Robustness plays a significant role in implementing deep learning models in real-world use cases. Vision Transformers (ViTs), launched in the 2020s, have proven themselves to be robust and offer high-performance levels in various visual tasks, surpassing traditional Convolutional Neural Networks (CNNs). It’s been recently seen that large kernel convolutions can potentially match or overtake ViTs in terms of performance, reviving the research interest in CNNs. However, the robustness of these large kernel networks needs verification, which is the primary focus of the study conducted by researchers from the Shanghai Jiao Tong University and Meituan.
The researchers undertook a comprehensive evaluation of the robustness of large kernel convolutional networks (convents) in contrast to traditional CNNs and ViTs, across six benchmark datasets. The experiments proved that large kernel convents display outstanding robustness, often outperforming ViTs.
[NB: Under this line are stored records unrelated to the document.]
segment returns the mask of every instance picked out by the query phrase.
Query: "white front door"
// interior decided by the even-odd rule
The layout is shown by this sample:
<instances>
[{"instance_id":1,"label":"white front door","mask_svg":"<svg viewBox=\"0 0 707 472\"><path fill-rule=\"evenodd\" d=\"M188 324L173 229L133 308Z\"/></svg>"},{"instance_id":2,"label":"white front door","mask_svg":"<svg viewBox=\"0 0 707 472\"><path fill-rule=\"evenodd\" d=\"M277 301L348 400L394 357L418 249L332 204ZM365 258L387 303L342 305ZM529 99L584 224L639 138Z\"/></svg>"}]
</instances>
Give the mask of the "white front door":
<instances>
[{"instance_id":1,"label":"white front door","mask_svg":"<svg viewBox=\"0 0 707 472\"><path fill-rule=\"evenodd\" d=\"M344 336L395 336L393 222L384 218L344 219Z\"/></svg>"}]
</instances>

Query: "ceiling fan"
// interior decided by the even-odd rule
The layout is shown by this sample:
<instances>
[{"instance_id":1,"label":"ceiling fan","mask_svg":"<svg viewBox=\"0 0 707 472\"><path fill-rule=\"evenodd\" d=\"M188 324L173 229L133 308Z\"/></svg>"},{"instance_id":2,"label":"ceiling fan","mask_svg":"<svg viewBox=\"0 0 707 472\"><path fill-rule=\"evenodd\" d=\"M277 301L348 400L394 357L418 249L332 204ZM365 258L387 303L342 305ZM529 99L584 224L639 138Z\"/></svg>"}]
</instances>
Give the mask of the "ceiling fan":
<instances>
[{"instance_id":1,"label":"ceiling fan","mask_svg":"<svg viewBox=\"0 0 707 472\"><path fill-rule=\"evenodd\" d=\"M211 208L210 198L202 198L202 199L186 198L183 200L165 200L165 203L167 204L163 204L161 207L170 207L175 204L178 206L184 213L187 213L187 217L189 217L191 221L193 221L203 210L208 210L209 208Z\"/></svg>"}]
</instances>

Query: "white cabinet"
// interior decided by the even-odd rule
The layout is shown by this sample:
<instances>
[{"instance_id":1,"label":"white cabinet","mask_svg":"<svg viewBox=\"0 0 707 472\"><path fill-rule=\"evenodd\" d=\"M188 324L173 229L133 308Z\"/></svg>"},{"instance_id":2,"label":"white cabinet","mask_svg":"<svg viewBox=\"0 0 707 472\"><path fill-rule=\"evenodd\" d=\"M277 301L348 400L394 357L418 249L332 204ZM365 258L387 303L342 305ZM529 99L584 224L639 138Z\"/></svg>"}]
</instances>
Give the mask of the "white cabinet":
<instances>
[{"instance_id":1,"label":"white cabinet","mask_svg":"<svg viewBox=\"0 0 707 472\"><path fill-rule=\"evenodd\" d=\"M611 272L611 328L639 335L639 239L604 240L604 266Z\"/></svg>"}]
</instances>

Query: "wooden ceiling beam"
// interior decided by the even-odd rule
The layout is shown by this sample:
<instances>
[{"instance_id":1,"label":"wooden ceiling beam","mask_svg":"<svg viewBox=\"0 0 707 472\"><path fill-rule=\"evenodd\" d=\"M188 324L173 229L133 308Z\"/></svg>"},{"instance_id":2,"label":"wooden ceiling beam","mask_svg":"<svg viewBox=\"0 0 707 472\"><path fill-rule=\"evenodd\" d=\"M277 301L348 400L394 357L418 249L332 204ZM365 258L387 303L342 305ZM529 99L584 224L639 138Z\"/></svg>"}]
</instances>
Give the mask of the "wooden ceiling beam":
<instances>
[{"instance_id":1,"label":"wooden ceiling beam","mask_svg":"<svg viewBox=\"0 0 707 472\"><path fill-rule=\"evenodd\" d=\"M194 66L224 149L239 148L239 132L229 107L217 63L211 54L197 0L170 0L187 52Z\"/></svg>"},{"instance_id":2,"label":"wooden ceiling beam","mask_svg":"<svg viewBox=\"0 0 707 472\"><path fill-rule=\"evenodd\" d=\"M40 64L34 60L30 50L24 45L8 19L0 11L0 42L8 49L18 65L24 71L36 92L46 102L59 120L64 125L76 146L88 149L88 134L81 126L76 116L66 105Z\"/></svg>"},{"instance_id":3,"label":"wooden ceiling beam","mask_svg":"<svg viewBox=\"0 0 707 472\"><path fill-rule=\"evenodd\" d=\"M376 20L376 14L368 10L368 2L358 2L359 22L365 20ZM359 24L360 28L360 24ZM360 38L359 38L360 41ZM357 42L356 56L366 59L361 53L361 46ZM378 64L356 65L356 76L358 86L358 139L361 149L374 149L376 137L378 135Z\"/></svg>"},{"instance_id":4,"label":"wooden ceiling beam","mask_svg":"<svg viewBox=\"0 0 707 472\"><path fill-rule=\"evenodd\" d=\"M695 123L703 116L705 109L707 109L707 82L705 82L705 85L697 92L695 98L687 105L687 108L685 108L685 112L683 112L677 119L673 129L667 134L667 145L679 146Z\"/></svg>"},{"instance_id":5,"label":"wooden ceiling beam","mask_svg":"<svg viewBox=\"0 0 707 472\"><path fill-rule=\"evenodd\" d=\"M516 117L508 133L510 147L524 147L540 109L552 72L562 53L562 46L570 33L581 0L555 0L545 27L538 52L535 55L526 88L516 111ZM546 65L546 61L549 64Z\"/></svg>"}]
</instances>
The study also conducted nine different experiments, identifying special properties such as occlusion invariance, kernel attention patterns, and frequency characteristics that contribute to this robustness. The results contradict the prevailing belief that self-attention is vital for achieving high robustness, indicating that traditional CNNs can reach similar robustness levels.
Large kernel convolutional networks have been around since the early stages of deep learning models but have been insufficiently explored, sidelined by smaller kernel networks such as VGG-Net and ResNet. Recent models like ConvNeXt and RepLKNet have rekindled interest in large kernels, showing improved performance, particularly in downstream tasks. Using RepLKNet as the primary model, the study evaluated large kernel networks’ robustness across six robustness benchmarks comparing it with models like ResNet-50, BiT, and ViT. Results indicated that RepLKNet excelled in various robustness tests, including those encountering natural adversarial challenges, common corruptions, and domain adaptation.
Large Kernel Convents perform robustly, primarily due to their unique characteristics such as occlusional invariance and kernel attention patterns. These networks handle high occlusion, adversarial attacks, model perturbations, and noise frequency better than conventional models like ResNet and ViT. Despite this empirical analysis, the study recognized the need for more theoretical proofs because of deep learning’s complex nature. The study’s computational constraints limited the ability to perform kernel size ablations on ImageNet-21K, focusing instead on ImageNet-1K. Nevertheless, the study established the significant robustness of large kernel ConvNets across six standard benchmark datasets.
In summary, the research provides critical insights into the remarkable robustness of large kernel ConvNets, the factors contributing to their resilience, and their potential to advance in future research and practical applications.